A meta-analysis published in 2000 evaluated the use of hypnosis for pain relief in the preceding 20 years.31 That review of 18 studies indicated that hypnosis offered a moderate to large analgesic effect for many types of pain, which met “the criteria for well established treatment.” Because hypnosis was noted to benefit most patients, a broader application of its use was advocated. A 2003 comprehensive review of hypnosis for pain relief found it superior to placebo for acute pain and at times superior to pain relief achieved by other means.15 Hypnosis for chronic pain was concluded to be a viable option, with the understanding that pain therapy requires “multidimensional assessment and treatment.”
Anesthesia for Surgery
Hypnosis has been used as the sole agent of anesthesia for both major and minor surgical procedures. In the 19th century, John Elliotson and James Esdaile reported their successful use of mesmerism for anesthesia in hundreds of operations, with decreased mortality compared with other methods. Nonetheless, they were censored by the medical community at the time for unacceptable techniques. Instead, chloroform, nitrous oxide, and ether won acceptance for general anesthesia.49
The use of hypnosis as the sole agent for anesthesia has been virtually abandoned because of the availability and dependability of pharmacological agents; nevertheless, a few such cases have been described in contemporary medical literature. Hypnoanalgesia was described for repair of atrial septal defects in 3 patients and for mitral commissurotomy in 4 patients, with hypnosis as the sole method of anesthesia for 1 of the patients.50 The patients were able to open and close their eyes on command during surgery and to extubate themselves postoperatively. An oral surgeon documented his own cholecystectomy performed with use of only self-hypnosis for anesthesia.51 He walked back to his room after surgery and returned to work on the 10th postoperative day.

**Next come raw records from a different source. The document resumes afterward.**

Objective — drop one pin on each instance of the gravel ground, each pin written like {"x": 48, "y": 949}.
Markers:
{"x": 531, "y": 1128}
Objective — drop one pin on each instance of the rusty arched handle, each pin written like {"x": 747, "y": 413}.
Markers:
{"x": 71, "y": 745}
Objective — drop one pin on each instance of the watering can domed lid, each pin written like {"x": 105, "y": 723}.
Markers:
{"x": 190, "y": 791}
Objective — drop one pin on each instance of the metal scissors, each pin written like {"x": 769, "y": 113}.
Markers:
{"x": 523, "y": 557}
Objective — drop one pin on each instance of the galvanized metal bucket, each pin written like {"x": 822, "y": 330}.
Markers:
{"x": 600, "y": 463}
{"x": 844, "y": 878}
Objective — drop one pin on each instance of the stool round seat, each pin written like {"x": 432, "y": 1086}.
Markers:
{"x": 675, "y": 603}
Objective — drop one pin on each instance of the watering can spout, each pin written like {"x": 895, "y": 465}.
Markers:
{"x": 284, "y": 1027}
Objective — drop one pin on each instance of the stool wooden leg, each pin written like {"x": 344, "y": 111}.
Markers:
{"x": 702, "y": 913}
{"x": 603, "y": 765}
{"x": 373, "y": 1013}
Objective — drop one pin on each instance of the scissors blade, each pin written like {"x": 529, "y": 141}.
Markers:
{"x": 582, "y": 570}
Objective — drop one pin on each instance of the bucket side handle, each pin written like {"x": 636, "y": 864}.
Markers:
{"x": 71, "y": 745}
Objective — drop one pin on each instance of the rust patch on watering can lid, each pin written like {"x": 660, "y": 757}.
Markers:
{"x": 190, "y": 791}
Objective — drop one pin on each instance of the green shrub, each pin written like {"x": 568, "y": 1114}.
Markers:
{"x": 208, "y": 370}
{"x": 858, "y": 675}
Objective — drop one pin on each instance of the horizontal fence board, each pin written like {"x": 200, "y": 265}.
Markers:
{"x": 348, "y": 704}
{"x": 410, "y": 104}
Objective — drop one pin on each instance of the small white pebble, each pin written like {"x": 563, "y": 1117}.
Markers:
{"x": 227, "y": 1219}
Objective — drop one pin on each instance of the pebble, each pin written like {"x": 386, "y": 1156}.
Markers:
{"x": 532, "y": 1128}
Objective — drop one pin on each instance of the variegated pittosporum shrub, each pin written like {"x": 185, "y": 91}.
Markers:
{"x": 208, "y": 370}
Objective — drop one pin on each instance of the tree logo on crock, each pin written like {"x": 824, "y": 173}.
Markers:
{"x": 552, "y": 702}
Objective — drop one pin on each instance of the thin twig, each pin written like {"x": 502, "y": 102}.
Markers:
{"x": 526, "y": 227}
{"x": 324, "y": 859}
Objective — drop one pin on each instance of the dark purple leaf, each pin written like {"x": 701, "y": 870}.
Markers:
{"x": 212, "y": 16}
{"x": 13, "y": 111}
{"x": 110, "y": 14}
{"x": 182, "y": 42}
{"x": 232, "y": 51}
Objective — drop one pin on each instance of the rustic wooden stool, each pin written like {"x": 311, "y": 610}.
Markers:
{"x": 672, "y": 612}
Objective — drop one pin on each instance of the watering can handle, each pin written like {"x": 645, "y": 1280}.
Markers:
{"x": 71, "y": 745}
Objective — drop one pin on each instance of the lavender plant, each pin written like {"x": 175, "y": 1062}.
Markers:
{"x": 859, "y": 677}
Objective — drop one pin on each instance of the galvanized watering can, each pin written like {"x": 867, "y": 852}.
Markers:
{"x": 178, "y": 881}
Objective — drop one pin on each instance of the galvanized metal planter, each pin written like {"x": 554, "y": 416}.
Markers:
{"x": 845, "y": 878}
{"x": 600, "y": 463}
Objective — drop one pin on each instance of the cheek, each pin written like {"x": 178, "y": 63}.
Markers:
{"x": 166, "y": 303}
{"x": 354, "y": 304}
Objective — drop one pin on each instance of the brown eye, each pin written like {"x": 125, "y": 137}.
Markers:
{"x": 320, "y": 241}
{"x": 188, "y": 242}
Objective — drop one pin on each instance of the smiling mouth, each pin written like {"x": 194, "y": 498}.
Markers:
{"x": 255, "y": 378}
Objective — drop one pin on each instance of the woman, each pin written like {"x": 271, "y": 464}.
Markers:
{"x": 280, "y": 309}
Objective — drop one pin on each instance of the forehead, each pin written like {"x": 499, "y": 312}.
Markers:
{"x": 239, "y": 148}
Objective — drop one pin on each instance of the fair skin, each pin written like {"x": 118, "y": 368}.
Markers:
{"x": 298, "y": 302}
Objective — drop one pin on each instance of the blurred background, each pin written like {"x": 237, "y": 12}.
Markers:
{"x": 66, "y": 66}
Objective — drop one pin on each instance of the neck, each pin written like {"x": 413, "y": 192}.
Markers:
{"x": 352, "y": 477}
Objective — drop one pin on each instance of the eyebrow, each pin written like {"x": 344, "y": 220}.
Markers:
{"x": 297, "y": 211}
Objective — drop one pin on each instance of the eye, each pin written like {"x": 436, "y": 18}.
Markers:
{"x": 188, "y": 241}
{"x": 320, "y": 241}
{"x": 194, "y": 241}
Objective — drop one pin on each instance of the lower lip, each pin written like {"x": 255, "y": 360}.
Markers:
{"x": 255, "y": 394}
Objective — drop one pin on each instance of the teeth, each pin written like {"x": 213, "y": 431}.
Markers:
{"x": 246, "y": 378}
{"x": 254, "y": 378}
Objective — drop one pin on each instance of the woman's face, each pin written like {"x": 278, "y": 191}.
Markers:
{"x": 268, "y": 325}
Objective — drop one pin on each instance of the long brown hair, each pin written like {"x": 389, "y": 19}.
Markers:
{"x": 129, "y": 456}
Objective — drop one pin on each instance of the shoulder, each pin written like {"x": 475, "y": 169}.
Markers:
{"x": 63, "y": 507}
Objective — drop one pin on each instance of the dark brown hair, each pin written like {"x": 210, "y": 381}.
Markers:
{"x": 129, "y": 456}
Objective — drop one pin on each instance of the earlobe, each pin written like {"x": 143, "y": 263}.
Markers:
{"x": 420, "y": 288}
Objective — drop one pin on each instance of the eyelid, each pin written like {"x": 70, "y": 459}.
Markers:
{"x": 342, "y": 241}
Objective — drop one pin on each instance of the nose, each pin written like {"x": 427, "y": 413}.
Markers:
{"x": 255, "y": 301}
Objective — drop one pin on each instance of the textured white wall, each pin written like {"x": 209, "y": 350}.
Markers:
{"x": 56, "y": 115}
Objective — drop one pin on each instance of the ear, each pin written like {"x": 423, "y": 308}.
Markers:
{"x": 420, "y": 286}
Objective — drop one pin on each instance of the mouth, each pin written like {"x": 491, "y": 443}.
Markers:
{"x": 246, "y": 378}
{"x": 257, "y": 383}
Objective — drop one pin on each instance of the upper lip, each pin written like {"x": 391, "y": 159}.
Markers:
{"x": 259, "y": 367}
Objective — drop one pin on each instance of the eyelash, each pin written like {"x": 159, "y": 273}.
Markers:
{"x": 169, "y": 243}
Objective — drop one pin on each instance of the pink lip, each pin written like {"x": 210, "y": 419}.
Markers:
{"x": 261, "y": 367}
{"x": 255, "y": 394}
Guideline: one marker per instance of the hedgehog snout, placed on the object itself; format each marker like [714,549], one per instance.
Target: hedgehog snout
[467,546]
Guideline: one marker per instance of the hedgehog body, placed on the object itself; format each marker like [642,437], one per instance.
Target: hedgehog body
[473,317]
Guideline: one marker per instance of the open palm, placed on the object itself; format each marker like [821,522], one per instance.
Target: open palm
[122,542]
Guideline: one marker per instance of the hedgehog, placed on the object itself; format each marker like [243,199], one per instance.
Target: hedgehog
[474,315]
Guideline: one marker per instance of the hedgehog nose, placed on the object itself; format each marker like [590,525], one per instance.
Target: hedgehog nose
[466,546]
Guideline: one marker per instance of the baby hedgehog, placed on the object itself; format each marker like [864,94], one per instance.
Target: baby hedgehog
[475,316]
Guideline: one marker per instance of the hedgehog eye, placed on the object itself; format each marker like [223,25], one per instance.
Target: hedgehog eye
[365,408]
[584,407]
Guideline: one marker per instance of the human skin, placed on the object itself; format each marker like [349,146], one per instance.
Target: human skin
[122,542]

A 1999 review of more than 1650 surgical cases using hypnosis combined with other methods for conscious sedation promoted the safety and patient comfort afforded by hypnosis.49 This form of anesthesia was used instead of general anesthesia for a broad range of surgical procedures, including thyroidectomy, cervicotomy for hyperparathyroidism, breast augmentation, neck lift, correction of mammary ptosis, nasal septorhinoplasty, débridement with skin grafting, maxillofacial reconstruction, and tubal ligation. The authors concluded that hypnosis prevents pharmacological unconsciousness, allows patient participation, and may allow a faster recovery and a shorter hospital stay but requires some changes in the atmosphere of the operating room because of the conscious state of the patient. Other studies support the multiple benefits of hypnosis as an adjunct to conscious sedation for many types of surgery49,52 (Table 352-56).
Brief hypnosis has been documented to be beneficial for anesthesia before excisional breast biopsies53 and invasive radiological procedures.54 Similar benefit was afforded to patients taught self-hypnosis, which was used during radiological procedures.55 In a randomized trial, patients hypnotized before and during coronary artery angioplasty required less pain medication and had a mild increase in tolerance to balloon-induced ischemia56 (Table 3). Benefit was observed, presumably from the relaxed state and from distraction, without specific suggestions given for not feeling discomfort.
Many trials have evaluated hypnosis for eliminating warts (Table 457-60); however, evaluation is complicated by spontaneous remission rates of 20% to 45% and by accounts of warts being produced by suggestion.61,62 Fourteen patients with bilateral warts for at least 6 months were given direct suggestions for only unilateral clearing of the warts.57 Of the 10 patients who were able to reach at least a moderate depth of hypnosis (defined in the study), 9 (64% of the total group) achieved complete or near-complete resolution of the warts at 3-month follow-up. The warts on the contralateral side were not affected except in 1 highly hypnotizable person whose contralateral warts resolved 6 weeks later. Hypnosis was advocated to avoid pain and scarring, reactions to anesthetics, and the need for wound care and special equipment. The technique may be particularly applicable for warts in sensitive or inaccessible areas.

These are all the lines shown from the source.